Thursday, April 05, 2007

Spring Break!

Yes, almost two whole weeks before I have to deal with it again. Delightful! That is all I will allow myself to say. (And actually, there are some loose ends to tie up, despite my freedom.)

I'm still waiting on some editing work that is supposed to come in today. Meanwhile, I've been revising my Picasso women poems, which I may send out as a chapbook. It's a very rich repast -- revising one poem after another -- so writing this post is sort of cleansing my palate. (I've revised 6 out of the 20 pages, the first four women, since Tuesday.)

I find that time is the best tool for revision. If I can put something away wholly for six months to a year, I can hear it with new ears and see it with new eyes.

The good news is I think it isn't bad. I've been pretty discouraged lately re po biz. Look, I'm not going to be the next new new thing. But I can write. Still.
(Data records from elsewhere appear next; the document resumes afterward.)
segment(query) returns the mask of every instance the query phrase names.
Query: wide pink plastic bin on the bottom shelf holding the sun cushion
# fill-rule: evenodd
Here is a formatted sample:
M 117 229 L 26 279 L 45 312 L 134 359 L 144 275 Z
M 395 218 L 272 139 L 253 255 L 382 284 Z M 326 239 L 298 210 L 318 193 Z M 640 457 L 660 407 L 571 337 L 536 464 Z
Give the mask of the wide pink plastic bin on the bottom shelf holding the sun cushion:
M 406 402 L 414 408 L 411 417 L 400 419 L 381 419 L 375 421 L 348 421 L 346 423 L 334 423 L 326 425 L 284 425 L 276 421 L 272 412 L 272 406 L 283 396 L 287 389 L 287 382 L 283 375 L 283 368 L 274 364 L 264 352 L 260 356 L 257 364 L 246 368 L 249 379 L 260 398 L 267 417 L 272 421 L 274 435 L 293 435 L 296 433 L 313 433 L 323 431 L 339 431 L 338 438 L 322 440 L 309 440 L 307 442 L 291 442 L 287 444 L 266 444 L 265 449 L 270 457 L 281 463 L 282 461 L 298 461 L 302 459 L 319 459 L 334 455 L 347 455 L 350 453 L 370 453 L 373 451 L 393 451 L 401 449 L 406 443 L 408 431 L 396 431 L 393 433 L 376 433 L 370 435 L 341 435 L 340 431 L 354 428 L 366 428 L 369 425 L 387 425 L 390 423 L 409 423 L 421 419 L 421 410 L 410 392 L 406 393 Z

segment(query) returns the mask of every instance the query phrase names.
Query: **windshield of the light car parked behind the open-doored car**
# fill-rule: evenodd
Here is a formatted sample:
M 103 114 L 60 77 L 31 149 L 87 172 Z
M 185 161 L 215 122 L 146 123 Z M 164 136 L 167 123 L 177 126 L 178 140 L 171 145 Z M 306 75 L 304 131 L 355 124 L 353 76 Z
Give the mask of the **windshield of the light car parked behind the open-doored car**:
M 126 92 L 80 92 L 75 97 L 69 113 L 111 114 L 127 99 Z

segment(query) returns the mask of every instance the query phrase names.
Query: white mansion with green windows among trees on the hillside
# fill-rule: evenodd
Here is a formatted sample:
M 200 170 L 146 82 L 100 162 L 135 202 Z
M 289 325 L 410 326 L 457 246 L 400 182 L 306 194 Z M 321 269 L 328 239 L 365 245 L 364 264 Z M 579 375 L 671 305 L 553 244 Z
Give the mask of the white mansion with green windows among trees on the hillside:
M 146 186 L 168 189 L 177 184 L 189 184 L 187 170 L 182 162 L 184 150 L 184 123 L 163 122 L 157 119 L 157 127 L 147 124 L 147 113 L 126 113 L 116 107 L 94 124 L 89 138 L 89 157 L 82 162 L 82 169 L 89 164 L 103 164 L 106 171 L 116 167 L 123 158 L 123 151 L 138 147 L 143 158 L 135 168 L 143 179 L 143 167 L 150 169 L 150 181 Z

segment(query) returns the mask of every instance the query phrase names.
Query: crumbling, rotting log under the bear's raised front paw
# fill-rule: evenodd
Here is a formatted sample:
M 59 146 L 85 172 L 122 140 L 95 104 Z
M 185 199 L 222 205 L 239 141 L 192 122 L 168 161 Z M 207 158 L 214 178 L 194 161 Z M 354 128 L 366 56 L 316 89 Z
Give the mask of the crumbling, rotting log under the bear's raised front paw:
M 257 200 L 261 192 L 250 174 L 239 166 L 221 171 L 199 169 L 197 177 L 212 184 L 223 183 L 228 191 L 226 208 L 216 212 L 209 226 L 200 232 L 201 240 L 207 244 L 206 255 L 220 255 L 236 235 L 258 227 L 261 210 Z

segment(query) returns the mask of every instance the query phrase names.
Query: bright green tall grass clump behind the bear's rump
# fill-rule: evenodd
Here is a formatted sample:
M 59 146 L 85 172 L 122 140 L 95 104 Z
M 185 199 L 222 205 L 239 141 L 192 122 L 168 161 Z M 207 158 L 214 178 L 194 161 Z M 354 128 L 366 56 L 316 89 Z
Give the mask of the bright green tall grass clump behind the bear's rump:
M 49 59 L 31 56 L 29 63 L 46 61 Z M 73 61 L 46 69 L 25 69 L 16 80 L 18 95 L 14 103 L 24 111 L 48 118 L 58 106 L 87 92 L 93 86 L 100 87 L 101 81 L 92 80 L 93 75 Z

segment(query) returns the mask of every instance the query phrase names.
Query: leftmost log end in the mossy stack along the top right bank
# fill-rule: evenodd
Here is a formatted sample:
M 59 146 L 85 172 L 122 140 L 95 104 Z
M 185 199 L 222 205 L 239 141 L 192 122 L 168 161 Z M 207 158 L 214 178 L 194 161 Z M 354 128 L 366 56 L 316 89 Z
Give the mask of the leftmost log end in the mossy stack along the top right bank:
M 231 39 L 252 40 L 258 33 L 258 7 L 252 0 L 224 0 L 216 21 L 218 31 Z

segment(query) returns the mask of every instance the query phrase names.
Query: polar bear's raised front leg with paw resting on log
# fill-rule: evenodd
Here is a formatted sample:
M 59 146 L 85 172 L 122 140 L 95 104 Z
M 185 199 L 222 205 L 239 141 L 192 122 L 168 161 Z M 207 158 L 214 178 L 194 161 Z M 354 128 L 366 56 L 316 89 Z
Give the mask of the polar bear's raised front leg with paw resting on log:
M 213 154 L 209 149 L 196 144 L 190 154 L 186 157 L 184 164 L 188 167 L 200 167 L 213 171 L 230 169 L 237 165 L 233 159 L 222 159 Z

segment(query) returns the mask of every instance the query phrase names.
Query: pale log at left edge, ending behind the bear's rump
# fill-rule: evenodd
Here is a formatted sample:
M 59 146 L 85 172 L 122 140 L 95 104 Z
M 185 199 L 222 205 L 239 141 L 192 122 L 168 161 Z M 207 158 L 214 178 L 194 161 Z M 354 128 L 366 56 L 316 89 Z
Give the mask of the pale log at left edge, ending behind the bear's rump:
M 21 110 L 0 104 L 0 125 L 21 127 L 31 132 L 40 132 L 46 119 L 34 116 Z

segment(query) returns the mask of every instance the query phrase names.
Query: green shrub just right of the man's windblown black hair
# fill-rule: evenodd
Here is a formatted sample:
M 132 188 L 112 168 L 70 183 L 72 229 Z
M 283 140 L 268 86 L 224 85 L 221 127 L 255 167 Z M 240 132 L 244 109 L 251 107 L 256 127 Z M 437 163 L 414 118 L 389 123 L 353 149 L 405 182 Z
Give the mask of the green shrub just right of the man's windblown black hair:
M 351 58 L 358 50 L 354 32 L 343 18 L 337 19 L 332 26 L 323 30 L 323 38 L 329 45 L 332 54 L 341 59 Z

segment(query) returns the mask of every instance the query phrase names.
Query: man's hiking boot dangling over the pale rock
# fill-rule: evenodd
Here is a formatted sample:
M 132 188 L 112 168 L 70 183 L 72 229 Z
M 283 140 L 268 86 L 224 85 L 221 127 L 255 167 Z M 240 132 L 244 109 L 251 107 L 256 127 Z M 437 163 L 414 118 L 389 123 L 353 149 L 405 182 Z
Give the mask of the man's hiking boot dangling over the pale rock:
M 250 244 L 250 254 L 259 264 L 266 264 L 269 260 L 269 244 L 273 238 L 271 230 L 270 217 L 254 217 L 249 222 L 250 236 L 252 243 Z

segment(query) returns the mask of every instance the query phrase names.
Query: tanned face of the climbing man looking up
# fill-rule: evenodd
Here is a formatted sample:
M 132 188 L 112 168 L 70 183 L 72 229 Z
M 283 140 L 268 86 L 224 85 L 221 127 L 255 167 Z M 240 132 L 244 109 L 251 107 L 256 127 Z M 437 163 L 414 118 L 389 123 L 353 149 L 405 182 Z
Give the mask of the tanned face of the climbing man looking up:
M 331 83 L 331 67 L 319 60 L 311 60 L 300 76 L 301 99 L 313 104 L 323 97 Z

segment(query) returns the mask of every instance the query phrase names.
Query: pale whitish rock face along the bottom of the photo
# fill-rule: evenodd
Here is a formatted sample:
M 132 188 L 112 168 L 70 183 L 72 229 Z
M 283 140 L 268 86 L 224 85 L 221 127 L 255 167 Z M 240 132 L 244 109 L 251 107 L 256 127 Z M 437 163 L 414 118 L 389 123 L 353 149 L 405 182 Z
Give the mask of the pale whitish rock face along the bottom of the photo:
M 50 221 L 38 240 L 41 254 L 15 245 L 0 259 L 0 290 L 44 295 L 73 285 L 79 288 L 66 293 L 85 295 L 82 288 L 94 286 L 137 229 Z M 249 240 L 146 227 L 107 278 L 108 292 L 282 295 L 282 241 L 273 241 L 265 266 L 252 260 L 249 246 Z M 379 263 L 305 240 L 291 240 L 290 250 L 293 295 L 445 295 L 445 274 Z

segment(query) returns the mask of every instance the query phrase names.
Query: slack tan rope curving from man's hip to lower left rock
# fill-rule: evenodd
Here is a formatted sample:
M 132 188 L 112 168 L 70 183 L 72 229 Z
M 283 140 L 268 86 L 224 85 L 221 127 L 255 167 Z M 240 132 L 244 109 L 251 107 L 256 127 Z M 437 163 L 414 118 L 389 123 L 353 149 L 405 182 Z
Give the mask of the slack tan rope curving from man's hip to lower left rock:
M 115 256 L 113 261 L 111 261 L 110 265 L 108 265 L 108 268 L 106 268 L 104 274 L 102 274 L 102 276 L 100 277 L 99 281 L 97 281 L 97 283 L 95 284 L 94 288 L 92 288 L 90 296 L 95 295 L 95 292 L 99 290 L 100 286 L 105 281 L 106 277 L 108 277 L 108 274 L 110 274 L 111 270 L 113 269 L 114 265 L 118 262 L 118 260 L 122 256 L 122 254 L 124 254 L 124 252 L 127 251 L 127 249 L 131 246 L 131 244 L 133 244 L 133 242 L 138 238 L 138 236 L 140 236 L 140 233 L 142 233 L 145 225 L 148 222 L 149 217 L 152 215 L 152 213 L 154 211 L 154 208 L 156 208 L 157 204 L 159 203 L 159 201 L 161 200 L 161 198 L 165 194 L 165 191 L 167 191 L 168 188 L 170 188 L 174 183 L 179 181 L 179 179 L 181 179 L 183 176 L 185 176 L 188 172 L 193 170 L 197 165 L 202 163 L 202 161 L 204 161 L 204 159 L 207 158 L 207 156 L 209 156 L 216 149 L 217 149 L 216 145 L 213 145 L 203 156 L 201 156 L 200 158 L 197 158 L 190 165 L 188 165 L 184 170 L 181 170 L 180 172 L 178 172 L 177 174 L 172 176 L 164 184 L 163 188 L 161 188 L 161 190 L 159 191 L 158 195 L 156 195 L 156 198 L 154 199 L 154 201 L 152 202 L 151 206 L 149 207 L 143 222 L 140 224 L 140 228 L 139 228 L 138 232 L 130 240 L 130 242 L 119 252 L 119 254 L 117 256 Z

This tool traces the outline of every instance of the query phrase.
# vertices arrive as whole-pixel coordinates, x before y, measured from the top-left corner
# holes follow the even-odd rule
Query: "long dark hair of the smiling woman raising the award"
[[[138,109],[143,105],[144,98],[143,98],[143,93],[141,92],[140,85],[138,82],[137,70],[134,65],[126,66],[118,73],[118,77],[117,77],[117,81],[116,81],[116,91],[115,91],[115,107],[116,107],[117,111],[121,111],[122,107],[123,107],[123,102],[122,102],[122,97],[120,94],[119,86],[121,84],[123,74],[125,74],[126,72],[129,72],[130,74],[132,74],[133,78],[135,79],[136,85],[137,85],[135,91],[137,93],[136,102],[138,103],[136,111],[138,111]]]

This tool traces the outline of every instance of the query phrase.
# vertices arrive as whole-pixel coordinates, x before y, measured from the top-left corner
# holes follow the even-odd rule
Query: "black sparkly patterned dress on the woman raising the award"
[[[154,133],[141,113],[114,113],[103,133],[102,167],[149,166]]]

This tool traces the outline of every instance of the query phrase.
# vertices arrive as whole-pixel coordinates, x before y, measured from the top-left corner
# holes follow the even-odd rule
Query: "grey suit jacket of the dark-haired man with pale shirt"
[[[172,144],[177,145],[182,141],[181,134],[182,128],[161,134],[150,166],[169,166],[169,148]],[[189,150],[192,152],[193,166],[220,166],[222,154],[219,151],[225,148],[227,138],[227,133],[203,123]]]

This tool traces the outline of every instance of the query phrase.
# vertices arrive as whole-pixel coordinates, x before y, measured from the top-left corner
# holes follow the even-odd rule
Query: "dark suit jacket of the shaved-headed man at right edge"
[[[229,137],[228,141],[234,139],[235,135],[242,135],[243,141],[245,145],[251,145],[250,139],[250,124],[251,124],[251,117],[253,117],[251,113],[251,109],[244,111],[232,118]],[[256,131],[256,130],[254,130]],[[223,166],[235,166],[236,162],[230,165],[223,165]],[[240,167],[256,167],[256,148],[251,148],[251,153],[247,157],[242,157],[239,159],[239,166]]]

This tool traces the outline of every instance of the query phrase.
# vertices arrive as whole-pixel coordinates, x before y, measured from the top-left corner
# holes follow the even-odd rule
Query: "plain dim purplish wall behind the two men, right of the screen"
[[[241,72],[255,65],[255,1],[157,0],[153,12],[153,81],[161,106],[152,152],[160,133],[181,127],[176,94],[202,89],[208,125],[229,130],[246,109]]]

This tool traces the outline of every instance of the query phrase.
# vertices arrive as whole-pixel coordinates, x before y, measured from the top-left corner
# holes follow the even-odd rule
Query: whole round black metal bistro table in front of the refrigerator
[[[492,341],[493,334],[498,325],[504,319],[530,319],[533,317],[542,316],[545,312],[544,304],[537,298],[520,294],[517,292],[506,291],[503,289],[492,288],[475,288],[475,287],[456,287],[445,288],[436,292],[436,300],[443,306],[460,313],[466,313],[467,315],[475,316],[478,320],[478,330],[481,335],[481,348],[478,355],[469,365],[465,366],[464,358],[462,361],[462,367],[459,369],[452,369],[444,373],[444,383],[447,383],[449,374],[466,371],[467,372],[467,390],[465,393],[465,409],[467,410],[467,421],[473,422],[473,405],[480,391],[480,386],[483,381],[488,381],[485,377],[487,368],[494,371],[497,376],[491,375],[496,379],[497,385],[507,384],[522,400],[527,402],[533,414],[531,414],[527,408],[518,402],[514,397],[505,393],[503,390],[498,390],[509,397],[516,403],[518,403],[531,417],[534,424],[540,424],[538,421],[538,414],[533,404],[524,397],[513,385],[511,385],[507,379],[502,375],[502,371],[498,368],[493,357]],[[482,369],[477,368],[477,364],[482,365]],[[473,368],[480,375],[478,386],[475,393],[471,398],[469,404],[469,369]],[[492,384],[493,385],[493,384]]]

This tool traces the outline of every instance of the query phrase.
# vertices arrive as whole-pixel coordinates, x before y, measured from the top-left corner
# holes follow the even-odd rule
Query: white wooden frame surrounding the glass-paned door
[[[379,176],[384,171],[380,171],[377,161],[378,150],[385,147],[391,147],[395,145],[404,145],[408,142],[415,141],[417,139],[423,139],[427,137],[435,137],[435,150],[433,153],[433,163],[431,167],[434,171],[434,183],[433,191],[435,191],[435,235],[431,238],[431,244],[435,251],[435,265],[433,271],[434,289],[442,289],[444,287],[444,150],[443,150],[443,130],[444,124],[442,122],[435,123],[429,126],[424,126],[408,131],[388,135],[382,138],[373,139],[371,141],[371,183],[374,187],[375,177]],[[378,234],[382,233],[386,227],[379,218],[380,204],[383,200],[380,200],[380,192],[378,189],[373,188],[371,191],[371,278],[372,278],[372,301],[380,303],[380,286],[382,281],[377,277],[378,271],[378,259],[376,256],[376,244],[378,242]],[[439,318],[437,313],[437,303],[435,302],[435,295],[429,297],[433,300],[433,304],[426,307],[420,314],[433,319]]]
Tying in this post with Robert's post that came before it and with the mini-brouhaha that has arisen about David Sedaris's making a story out of his life, I have always asserted that there's a very porous membrane separating truth and fiction (or truth and poetry, as in my Picasso poems). Of course I'm putting words in these women's mouths and what "actually" happened was different, but so is any recounting of one's life or another's. As soon as you write it, you put a frame around it, much as a photographer takes what he sees and frames it. This idea was the "subject" of my Master's thesis, way back in the last century.